Post 3 by Lucy Allen
When understanding and discovering any complex system the system can only be appreciated when attempting to map the stakeholders involved. It is only then that you can see the intricate web of players, their values and relationships and how they make up a larger system and influence each other. Stakeholder mapping alongside a collection of visual research has allowed me to appreciate these systems, their intricacies and portrayals through a visual format apposed to the written texts I have previously discovered.
When asked to produce a stakeholder map in class on the topic of Obesity and Healthy Living it was quite daunting task. The system and stakeholders form such a complex web and we worried that we wouldn’t be able to cover every actor and relationship within the time and space constraints.In the end we were very happy with the map we produced, whilst not clear it is well thought out and conveys a basic overview of the stakeholder involved in the issue.

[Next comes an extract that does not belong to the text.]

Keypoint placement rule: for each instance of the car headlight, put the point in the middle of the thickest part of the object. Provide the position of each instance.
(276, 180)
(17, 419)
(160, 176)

We were later asked to map stakeholders based on their values and relationships. This provided much more challenging as we really had to put ourselves in the shoes of each stakeholder and discuss their position in the grand scheme of things.
The two stakeholder maps we created in class was based on the overarching issue of ‘Obesity and Healthy Living’. As my research has led me into the quite specific topic of Type 1 Diabetes I wanted to take these two maps on relationships and values to create a more specific map of the topic, breaking this down into human and non-human players.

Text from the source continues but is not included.